Throughout the country, we all look forward to the warmer months, but for many states, that time also means storms. As you move out of spring, consider the ways you can organize in anticipation of such weather conditions. The following tips for stocking a storm shelter should help you prepare for the worst-case scenario.
As you decide which food items to stock in your shelter, aim for non-perishable goods. Canned goods offer the benefits of metal product packaging, such as durability, protection, and preservation. They’re easy to stack, the food stays fresher longer, and you won’t accidentally break or open them. If you’re stocking perishable items, try to rotate them out regularly and reach for the things you eat most often.
We all need water to survive. Worst case scenario, your shelter is buried under a pile of rubble. Do you have enough water to hydrate everyone in the shelter for days? Water lasts, so keep more than you think you’ll need.
You must account for anyone who could be in there with you so that you don’t get stuck having to ration it.
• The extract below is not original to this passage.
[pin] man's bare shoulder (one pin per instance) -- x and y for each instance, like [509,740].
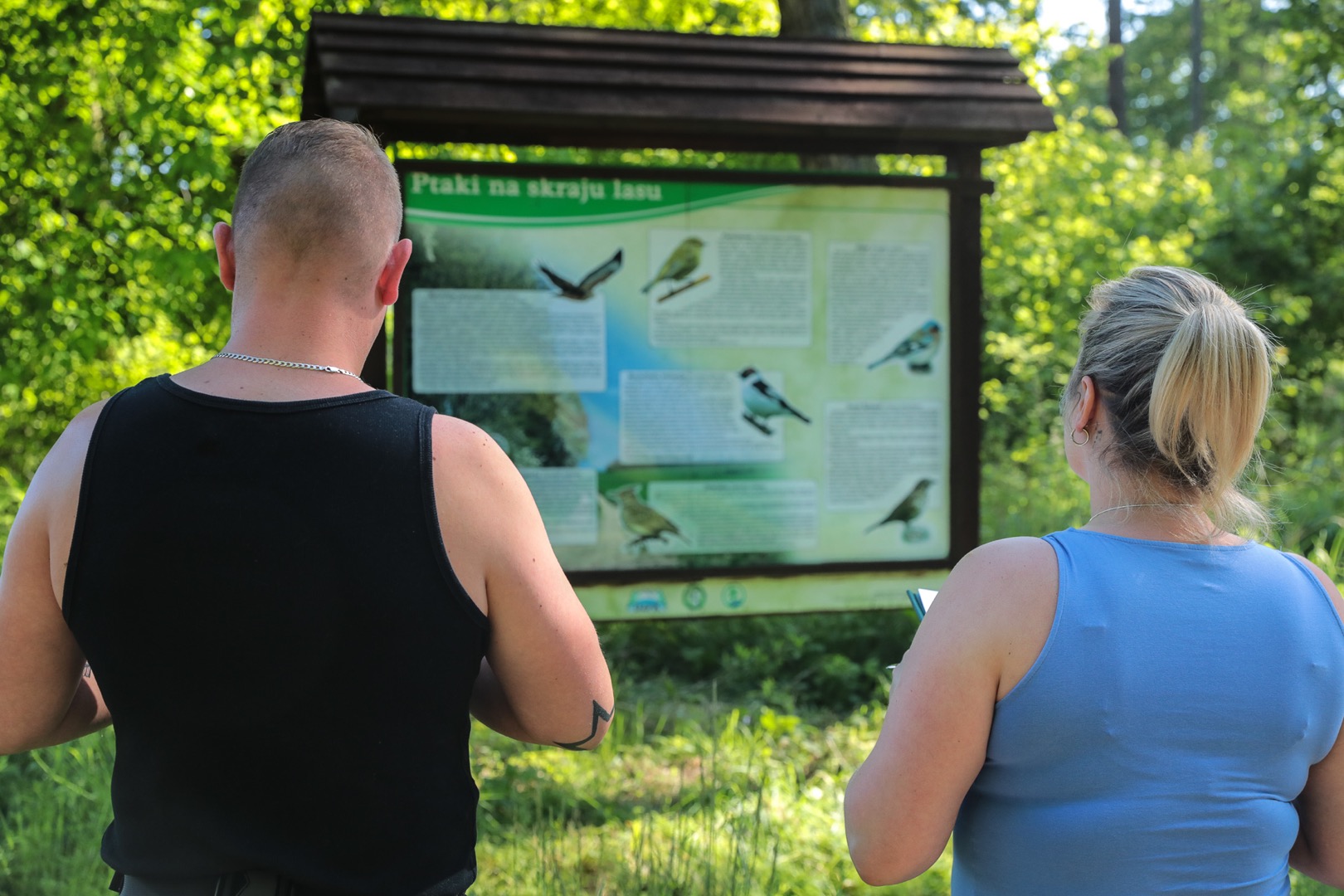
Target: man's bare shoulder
[62,469]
The average person would need three quarters of a gallon of water a day. The minimum would be three liters, and that would be difficult to survive on and would depend on the climate as well.
Stock Camping Gear
Storing camping gear means you would have everything you need to sleep outside. A sleeping bag, easy cookware, a heat source, and a light will help you through a night spent underground. If you can stock some extra blankets, add those as well.
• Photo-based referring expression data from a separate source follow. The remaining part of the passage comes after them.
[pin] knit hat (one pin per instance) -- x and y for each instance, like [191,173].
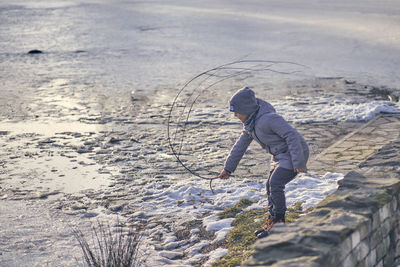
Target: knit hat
[244,101]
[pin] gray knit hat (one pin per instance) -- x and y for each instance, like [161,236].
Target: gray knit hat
[243,101]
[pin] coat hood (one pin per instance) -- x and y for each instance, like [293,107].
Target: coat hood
[265,107]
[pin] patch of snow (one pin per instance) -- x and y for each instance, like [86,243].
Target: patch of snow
[216,255]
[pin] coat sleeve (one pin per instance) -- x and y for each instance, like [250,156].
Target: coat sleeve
[292,138]
[237,151]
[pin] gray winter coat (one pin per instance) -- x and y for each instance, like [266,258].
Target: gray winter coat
[276,136]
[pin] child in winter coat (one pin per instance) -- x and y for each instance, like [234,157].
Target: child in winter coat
[288,148]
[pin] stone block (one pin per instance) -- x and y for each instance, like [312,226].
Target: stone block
[355,239]
[376,221]
[384,212]
[376,238]
[345,248]
[371,259]
[362,250]
[386,243]
[365,230]
[386,227]
[350,260]
[388,259]
[394,205]
[380,251]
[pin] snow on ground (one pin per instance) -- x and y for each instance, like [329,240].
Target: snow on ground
[332,107]
[189,199]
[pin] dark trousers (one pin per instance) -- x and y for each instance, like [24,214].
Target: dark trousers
[278,178]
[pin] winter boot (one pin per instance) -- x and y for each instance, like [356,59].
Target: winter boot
[262,232]
[269,223]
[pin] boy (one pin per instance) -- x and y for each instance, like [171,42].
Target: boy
[289,150]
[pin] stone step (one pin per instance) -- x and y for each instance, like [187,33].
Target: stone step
[347,154]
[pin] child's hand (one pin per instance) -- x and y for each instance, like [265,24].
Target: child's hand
[224,175]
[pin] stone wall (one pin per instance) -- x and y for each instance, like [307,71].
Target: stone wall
[358,225]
Stock First-Aid Kit and Safety Gear
Fully stock your first-aid kit with pain relievers, bandages, splints, braces, antiseptic, tweezers, instant cold packs, heat packs, and anything else that would help in the event of a disaster. Other, more serious equipment related to safety would be a fire extinguisher, safety goggles, and even helmets or hard hats. You must gauge the likeliness of a serious storm in your area, but they are unpredictable.
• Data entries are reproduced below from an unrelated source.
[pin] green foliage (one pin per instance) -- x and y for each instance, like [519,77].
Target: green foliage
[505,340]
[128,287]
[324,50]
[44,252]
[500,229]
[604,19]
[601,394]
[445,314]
Consider also storing extra sets of clothing, layers, and items for different temperatures. Safety gloves can help, especially if you have to dig your way out. Additionally, store a set of secured tools. You don’t want them flying around in high-speed winds, but if you need that equipment, it should be available.
There are many tips for stocking a storm shelter worth considering. Even if your area hasn’t seen many devastating storms, it doesn’t mean it couldn’t happen. Preparedness is key in allowing you to gather yourself and your loved ones without worrying about the shelter being ready.